The number one points to a higher reality. In marriage, even the law holds that two become one. In Christianity three – God the Father, God the Son, and the Holy Spirit – somehow become one. Ditto in Hinduism, where the one God has three aspects – creator, preserver, and destroyer.

 

On a less spiritual level, the colonies, which defeated the British on our shores, came to together in 1789 to create the United States. The 28 countries that linked up on another continent formed the European Union in 1993. In both cases, both groups realized the power that comes when many entities merge to become one.

 

 

As a boy, I enjoyed a spectacular movie in spectacular Cinemascope, “How the West Was Won.” As an adult I came to understand the phenomenon how the East is One.

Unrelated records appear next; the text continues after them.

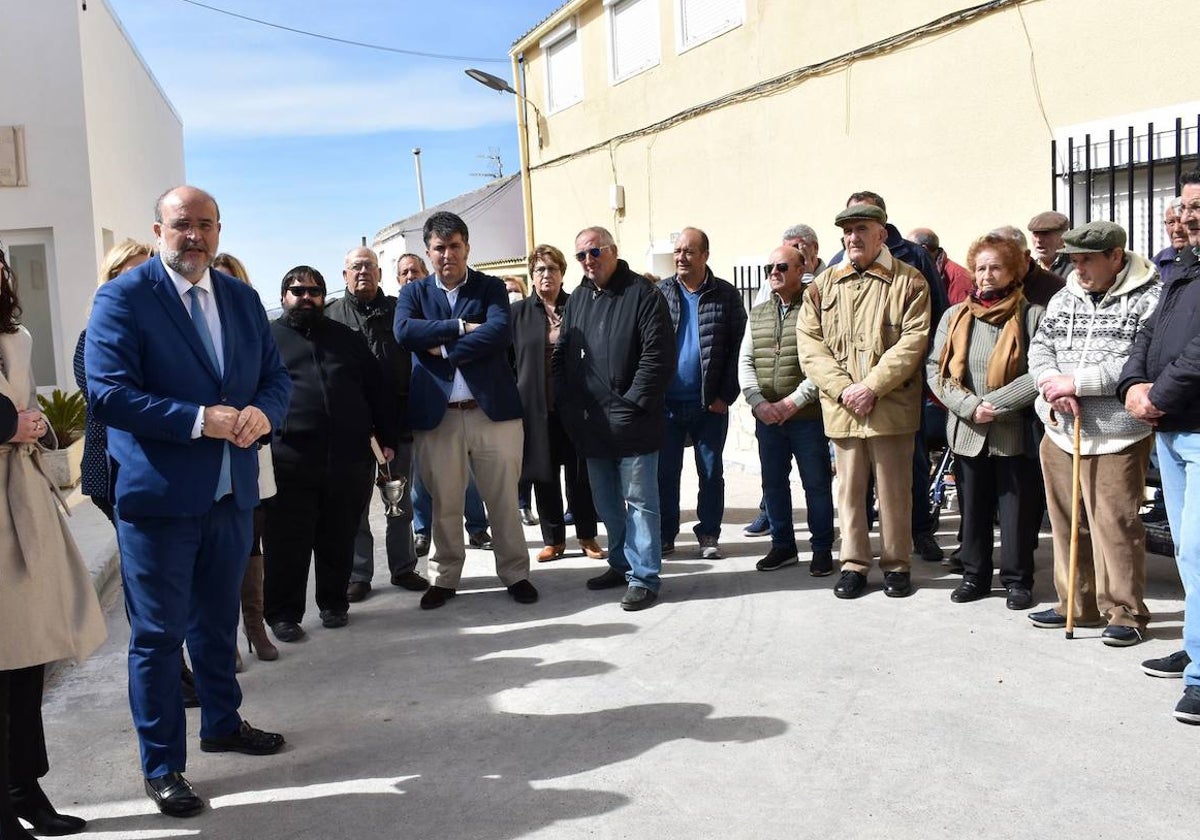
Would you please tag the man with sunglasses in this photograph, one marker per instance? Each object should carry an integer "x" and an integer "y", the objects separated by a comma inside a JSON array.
[
  {"x": 323, "y": 459},
  {"x": 615, "y": 358},
  {"x": 863, "y": 334},
  {"x": 787, "y": 418}
]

At least in so many parts of India, Japan and China, for example, spiritual teachings speak of a Oneness out of which all has emerged, and into which all evolves and returns. Moreover, all diversity is seen to be part of that same Oneness. Below are several quotes about oneness; it’s hard to find quotes about twoness, with the exception of this comic gem from Woody Allen: “Students achieving oneness will move ahead to twoness.”

 

From the Vedantic wisdom tradition of India, Swami Vi vekananda said: “All differences in this world are of degree, and not of kind, because oneness is the secret of everything.” In the “Bhagavad Gita,” the handbook of Yoga from that same tradition, we read Krishna saying in chapter nine, verses 16-19, “I am the ritual action, I am the sacrifice, I am the ancestral oblation, I am the sacred hymn, I am also the melted butter, I am the fire and I am the offering. I am immortality and also death, I am being as well as non-being…” From the Sufi tradition of the Middle East, the fabulous mystical poet Rumi said, “I am a lover of the universal and the universal lover. I am you in love with yourself.”

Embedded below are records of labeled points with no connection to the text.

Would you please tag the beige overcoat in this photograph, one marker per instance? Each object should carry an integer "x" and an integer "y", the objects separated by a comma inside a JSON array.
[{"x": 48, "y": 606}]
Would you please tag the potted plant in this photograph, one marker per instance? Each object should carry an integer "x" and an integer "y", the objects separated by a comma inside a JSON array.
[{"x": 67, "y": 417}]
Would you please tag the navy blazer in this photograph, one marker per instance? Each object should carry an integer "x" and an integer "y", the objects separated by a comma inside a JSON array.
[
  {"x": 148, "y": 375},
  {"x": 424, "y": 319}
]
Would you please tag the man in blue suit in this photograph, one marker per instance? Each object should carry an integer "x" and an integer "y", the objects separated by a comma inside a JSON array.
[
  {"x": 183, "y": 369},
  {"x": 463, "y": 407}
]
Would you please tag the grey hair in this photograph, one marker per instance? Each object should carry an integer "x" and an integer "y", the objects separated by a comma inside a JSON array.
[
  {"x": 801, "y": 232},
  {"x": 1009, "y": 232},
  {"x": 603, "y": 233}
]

From the poetic tradition of America, Walt Whitman wrote in “Song of Myself:” “I am the clock myself.”

From the rock ‘n roll tradition, the Beatles sang in “I am the Walrus,” “I am he as you are he as you are me and we are all together.”

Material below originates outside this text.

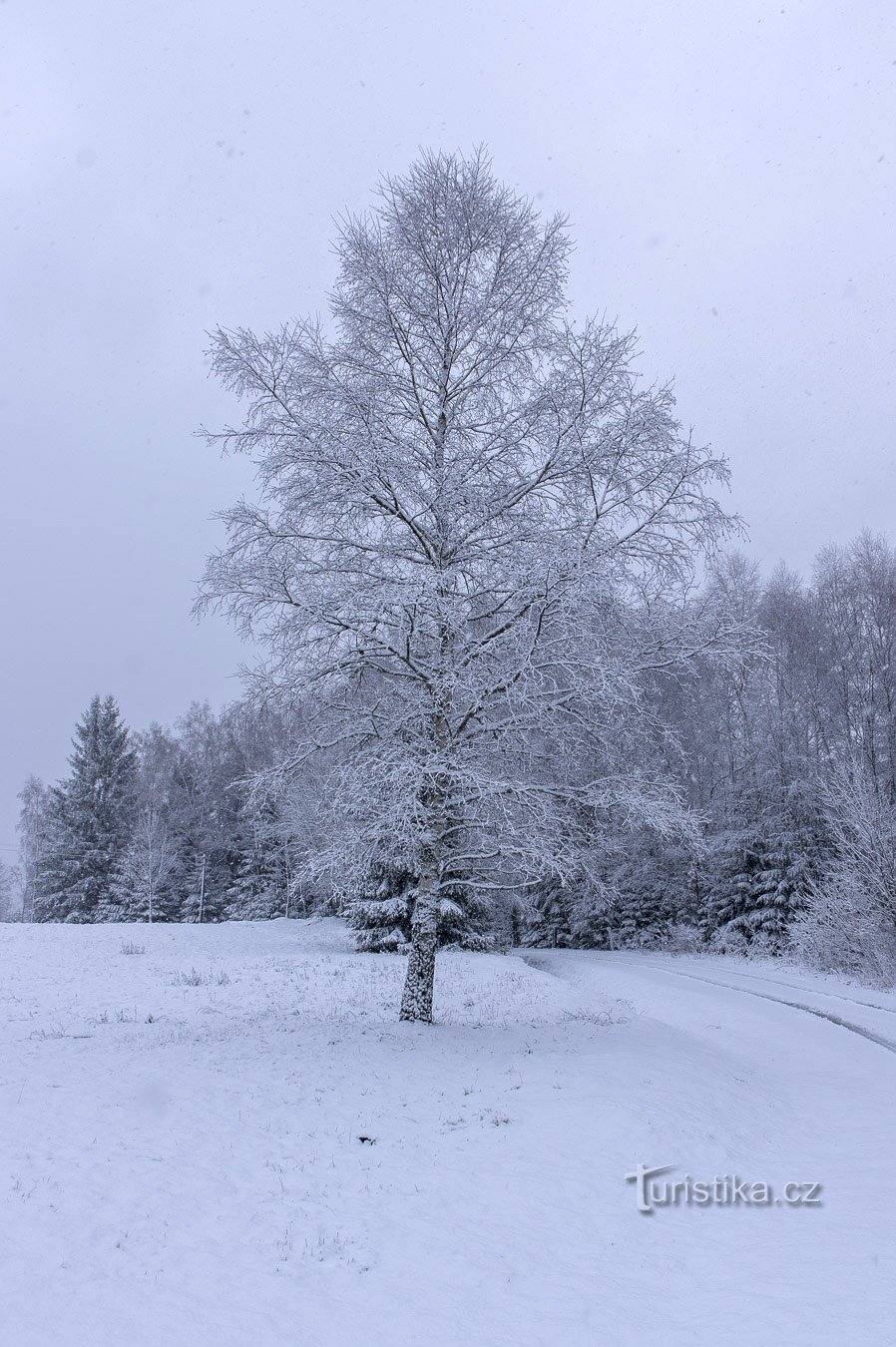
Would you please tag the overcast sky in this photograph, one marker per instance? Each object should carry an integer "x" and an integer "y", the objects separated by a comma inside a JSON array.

English-born philosopher and popularize of Zen, Alan Watts wrote, “You and I are all as much continuous with the physical universe as a wave is continuous with the ocean.”

From the Islamic tradition, Ibn Arabi wrote, “I belong to God, as has often been shown; yet I also belong to myself. He becomes himself through me. I live in him, and I live in myself. I have two aspects, he and I, divine and human. But he is not I, and I am not he. My actions are the theatre in which he expresses himself; to him I am a vessel.”

Even scientists have glimpsed that oneness; Albert Einstein wrote, “At such moments one imagines that one stands on some spot of a small planet gazing in amazement at the cold and yet profoundly moving beauty of the eternal, the unfathomable. Life and death flow into one, and there is neither evolution nor eternity, only being.”

Even an aviator/adventurer such as Charles Lindberg, the first man to fly across the Atlantic Ocean, felt it, writing in his autobiography: “Watching satellites and staring at the stars, I seemed to lose contact with my earth and body and to spread out through the cosmos by means of an awareness that permeates both space and life – as though I were expanding from a condensation of awareness previously selected and restricted to the biological matter that was myself.”